James Wood: On Not Going Home
London Review of Books vol 36 #4
Or Suppose I am looking down our Boston street, in dead summer. I see a familiar life: the clapboard houses, the porches, the heat-mirage hanging over the patched road (snakes of asphalt like black chewing gum), the grey cement sidewalks (signed in one place, when the cement was new, by three young siblings), the heavy maple trees, the unkempt willow down at the end, an old white Cadillac with the bumper sticker ‘Ted Kennedy has killed more people than my gun,’ and I feel ... nothing: some recognition, but no comprehension, no real connection, no past despite all the years I have lived there - just a tugging distance from it all. A panic suddenly overtakes me, and I wonder: how did I get here? And then the moment passes, and ordinary life closes itself around what had seemed, for a moment, a desperate lack.
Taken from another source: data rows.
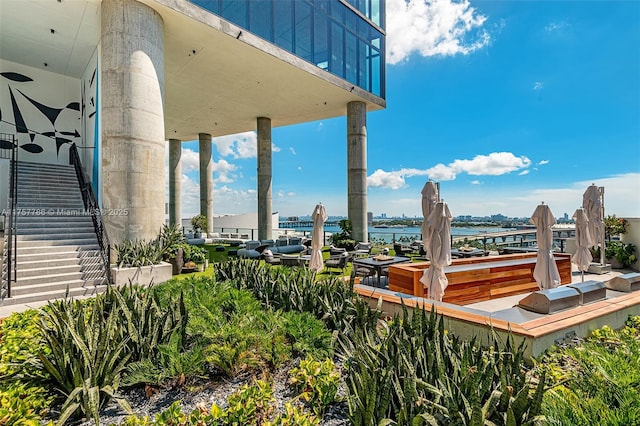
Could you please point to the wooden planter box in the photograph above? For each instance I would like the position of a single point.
(142, 275)
(477, 279)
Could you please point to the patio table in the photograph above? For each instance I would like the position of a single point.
(379, 262)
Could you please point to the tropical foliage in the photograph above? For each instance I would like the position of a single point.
(247, 321)
(597, 382)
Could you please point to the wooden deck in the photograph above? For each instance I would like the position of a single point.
(478, 279)
(538, 331)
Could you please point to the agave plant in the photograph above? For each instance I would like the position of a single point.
(85, 361)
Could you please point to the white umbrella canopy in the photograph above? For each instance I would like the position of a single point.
(546, 271)
(319, 217)
(438, 250)
(592, 203)
(582, 258)
(430, 197)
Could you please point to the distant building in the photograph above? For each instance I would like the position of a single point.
(120, 78)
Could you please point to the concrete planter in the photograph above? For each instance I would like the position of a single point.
(143, 275)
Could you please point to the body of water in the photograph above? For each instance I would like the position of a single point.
(406, 234)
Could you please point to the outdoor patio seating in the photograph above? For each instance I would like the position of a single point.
(270, 258)
(363, 249)
(338, 261)
(402, 251)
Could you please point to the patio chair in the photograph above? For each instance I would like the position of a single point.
(270, 258)
(363, 249)
(338, 261)
(401, 251)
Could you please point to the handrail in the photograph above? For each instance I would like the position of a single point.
(91, 206)
(10, 220)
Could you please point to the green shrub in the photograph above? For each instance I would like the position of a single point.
(170, 367)
(238, 334)
(317, 382)
(413, 371)
(296, 289)
(597, 382)
(20, 342)
(293, 416)
(85, 361)
(91, 343)
(138, 253)
(22, 404)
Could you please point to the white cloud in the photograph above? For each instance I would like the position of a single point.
(190, 160)
(392, 180)
(494, 164)
(225, 171)
(430, 28)
(556, 26)
(241, 145)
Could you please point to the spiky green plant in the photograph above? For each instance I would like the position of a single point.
(85, 361)
(411, 370)
(138, 253)
(91, 342)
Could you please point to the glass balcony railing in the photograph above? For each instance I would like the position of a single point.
(326, 33)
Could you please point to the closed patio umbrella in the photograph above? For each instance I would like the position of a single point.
(430, 197)
(592, 203)
(546, 271)
(319, 217)
(582, 258)
(438, 250)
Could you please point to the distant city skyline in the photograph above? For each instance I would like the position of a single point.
(506, 104)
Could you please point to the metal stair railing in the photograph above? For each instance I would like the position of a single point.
(91, 206)
(10, 272)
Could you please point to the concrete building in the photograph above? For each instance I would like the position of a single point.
(104, 84)
(118, 78)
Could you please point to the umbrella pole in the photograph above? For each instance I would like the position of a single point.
(602, 247)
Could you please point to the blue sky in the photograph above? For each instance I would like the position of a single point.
(505, 103)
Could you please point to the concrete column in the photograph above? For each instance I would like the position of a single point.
(206, 179)
(357, 169)
(132, 117)
(175, 182)
(265, 227)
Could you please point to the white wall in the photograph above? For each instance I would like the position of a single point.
(48, 103)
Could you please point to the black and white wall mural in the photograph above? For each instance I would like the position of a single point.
(43, 111)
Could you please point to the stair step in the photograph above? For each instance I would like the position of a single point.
(22, 250)
(45, 183)
(31, 164)
(50, 278)
(24, 180)
(54, 257)
(70, 218)
(30, 296)
(46, 237)
(55, 228)
(37, 270)
(39, 261)
(47, 170)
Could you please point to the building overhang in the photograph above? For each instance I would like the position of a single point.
(218, 78)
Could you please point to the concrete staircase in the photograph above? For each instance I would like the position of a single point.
(57, 247)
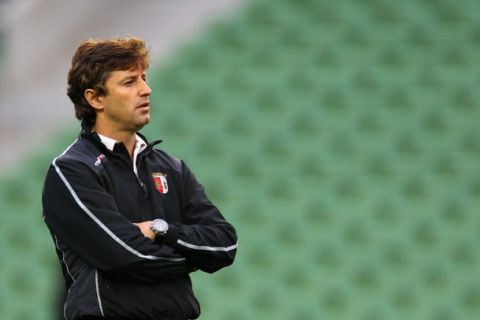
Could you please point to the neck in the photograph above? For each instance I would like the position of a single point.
(128, 138)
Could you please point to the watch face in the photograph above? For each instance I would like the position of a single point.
(160, 226)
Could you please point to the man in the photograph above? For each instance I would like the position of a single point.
(129, 222)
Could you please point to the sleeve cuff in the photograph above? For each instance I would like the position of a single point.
(171, 237)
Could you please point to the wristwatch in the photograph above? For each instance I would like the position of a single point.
(159, 227)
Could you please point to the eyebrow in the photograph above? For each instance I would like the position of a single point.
(133, 76)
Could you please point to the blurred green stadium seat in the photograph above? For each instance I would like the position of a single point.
(341, 138)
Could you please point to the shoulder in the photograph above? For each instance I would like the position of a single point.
(167, 160)
(80, 153)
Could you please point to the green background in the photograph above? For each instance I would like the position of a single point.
(340, 138)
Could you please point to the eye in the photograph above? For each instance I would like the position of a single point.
(129, 82)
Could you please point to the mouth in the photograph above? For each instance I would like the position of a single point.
(145, 105)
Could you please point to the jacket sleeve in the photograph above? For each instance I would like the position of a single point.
(84, 217)
(205, 238)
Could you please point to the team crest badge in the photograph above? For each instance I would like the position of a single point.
(160, 180)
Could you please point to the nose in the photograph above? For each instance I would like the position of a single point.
(145, 89)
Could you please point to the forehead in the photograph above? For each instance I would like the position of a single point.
(118, 75)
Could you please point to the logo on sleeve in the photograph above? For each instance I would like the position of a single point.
(160, 180)
(99, 160)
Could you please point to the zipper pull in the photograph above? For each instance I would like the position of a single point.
(143, 187)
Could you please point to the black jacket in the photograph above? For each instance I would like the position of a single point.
(91, 197)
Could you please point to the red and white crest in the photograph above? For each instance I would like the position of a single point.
(160, 180)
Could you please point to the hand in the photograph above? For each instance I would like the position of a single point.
(146, 230)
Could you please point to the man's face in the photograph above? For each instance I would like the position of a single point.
(126, 105)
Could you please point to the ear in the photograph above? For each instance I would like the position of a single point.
(95, 100)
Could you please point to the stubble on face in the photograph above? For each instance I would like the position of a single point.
(127, 102)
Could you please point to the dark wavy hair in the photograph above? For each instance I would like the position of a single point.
(92, 63)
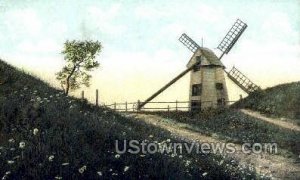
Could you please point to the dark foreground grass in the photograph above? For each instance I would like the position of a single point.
(47, 135)
(281, 101)
(234, 126)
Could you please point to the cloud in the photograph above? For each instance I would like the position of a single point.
(104, 19)
(23, 21)
(46, 45)
(148, 12)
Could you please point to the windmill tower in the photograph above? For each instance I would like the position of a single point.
(207, 81)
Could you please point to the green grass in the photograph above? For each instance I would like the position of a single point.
(234, 126)
(281, 101)
(80, 134)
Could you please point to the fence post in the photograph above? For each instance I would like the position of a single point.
(97, 97)
(82, 95)
(138, 105)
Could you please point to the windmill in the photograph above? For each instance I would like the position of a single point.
(207, 81)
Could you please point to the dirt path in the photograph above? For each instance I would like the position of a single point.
(276, 166)
(276, 121)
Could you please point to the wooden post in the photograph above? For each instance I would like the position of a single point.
(97, 97)
(138, 105)
(82, 95)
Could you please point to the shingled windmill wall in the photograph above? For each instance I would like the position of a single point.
(211, 80)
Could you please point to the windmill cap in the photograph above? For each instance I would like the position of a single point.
(208, 54)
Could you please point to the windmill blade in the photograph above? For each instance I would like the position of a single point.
(232, 36)
(242, 81)
(189, 43)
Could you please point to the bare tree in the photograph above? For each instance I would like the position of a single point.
(80, 60)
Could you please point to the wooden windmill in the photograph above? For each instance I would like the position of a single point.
(207, 83)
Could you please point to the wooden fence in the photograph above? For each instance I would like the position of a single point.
(154, 106)
(157, 106)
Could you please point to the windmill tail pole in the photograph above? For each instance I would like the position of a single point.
(142, 104)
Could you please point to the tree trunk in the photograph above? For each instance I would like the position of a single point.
(68, 80)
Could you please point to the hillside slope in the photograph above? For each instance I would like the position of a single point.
(47, 135)
(282, 100)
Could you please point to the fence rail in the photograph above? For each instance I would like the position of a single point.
(156, 106)
(159, 106)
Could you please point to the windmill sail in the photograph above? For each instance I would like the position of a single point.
(242, 81)
(189, 43)
(232, 36)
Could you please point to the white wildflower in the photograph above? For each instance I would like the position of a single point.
(10, 162)
(16, 157)
(187, 163)
(22, 144)
(82, 169)
(58, 177)
(35, 131)
(126, 168)
(51, 158)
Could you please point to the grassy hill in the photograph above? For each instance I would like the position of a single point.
(282, 100)
(237, 127)
(47, 135)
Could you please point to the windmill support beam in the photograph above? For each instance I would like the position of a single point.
(142, 104)
(242, 81)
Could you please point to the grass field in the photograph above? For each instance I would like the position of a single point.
(235, 126)
(281, 101)
(47, 135)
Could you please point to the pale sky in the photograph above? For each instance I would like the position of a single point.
(140, 38)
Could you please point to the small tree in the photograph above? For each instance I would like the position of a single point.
(80, 57)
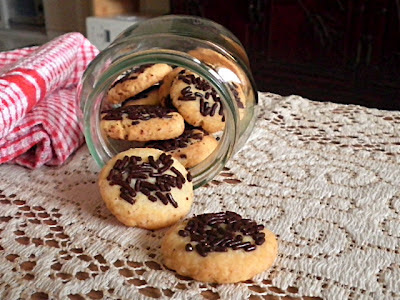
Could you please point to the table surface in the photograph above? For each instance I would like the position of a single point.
(324, 177)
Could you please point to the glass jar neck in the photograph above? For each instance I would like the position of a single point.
(99, 77)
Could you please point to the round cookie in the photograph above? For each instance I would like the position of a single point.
(147, 97)
(142, 123)
(219, 248)
(136, 81)
(198, 102)
(190, 148)
(165, 88)
(146, 188)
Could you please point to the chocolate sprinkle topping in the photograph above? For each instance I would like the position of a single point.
(130, 173)
(131, 74)
(209, 99)
(137, 112)
(180, 142)
(216, 232)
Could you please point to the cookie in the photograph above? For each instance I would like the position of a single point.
(147, 97)
(142, 123)
(190, 148)
(136, 81)
(227, 70)
(146, 188)
(165, 87)
(198, 102)
(219, 247)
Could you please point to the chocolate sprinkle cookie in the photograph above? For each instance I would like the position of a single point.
(198, 102)
(190, 148)
(130, 173)
(216, 232)
(219, 247)
(146, 188)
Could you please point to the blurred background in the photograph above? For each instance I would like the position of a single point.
(345, 51)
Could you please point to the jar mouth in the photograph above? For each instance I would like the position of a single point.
(204, 171)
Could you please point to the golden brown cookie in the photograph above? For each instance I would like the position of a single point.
(219, 247)
(190, 148)
(146, 188)
(198, 102)
(165, 88)
(136, 81)
(147, 97)
(142, 123)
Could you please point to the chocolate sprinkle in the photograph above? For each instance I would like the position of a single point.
(131, 74)
(137, 112)
(216, 232)
(182, 141)
(131, 172)
(208, 94)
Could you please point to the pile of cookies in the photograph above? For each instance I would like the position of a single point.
(173, 110)
(174, 114)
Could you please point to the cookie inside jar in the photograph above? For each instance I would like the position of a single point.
(169, 108)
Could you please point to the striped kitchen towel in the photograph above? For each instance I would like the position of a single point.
(38, 110)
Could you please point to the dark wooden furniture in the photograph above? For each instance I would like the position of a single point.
(345, 51)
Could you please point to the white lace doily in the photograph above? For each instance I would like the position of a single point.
(324, 177)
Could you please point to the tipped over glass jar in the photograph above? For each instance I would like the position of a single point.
(171, 64)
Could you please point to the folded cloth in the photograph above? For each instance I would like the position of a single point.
(38, 109)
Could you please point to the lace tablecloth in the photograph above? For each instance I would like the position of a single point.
(324, 177)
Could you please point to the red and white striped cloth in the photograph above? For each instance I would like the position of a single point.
(38, 109)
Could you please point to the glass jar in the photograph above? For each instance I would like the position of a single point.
(174, 40)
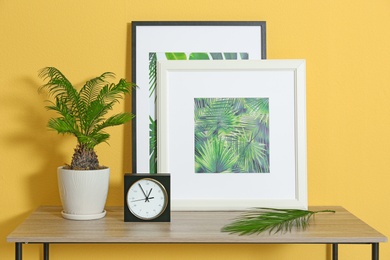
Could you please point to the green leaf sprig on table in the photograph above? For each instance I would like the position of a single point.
(258, 220)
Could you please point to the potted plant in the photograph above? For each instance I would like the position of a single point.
(83, 184)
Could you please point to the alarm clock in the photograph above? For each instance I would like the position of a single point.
(147, 197)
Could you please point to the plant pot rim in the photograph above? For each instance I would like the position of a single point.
(104, 168)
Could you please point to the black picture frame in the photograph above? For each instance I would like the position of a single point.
(179, 36)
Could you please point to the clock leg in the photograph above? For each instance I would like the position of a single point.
(45, 251)
(335, 251)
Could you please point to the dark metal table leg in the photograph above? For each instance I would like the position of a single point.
(18, 251)
(335, 251)
(375, 251)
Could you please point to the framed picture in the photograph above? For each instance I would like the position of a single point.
(152, 41)
(232, 134)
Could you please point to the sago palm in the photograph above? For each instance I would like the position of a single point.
(83, 113)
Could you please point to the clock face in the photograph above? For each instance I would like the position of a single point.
(147, 199)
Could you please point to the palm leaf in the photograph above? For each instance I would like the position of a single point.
(258, 220)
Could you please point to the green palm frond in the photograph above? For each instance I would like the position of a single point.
(84, 113)
(214, 157)
(152, 145)
(259, 220)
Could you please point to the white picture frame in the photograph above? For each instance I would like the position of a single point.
(148, 37)
(283, 82)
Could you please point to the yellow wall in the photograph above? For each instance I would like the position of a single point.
(347, 48)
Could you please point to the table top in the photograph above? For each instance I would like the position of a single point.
(46, 225)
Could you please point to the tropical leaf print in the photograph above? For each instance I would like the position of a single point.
(153, 57)
(231, 135)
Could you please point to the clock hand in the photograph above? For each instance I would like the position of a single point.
(146, 197)
(150, 192)
(137, 200)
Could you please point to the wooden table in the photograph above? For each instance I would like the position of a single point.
(46, 226)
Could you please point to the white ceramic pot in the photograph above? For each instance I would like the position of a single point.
(83, 193)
Edward Said says that it is no surprise that exiles are often novelists, chess players, intellectuals. ‘The exile’s new world, logically enough, is unnatural, and its unreality resembles fiction.’ He reminds us that George Lukacs considered the novel the great form of what Luckacs called ‘transcendental homelessness’. I am not an exile, but it is sometimes hard to shake the ‘unreality’ Said speaks of. I watch my children grow up as Americans in the same way that I might read about, or create, fictional characters. They are not fictional, of course, but their Americanism can sometimes seem unreal to me. ‘I have an American seventh-grader,’ I say to myself with amazement, as I watch my 12-year-old daughter perform at one of those dastardly school events always held in gymnasiums. Doubtless amazement attends all the stages of a child’s growth - all is unexpected. But there is also that strange distance, the light veil of alienation thrown over everything.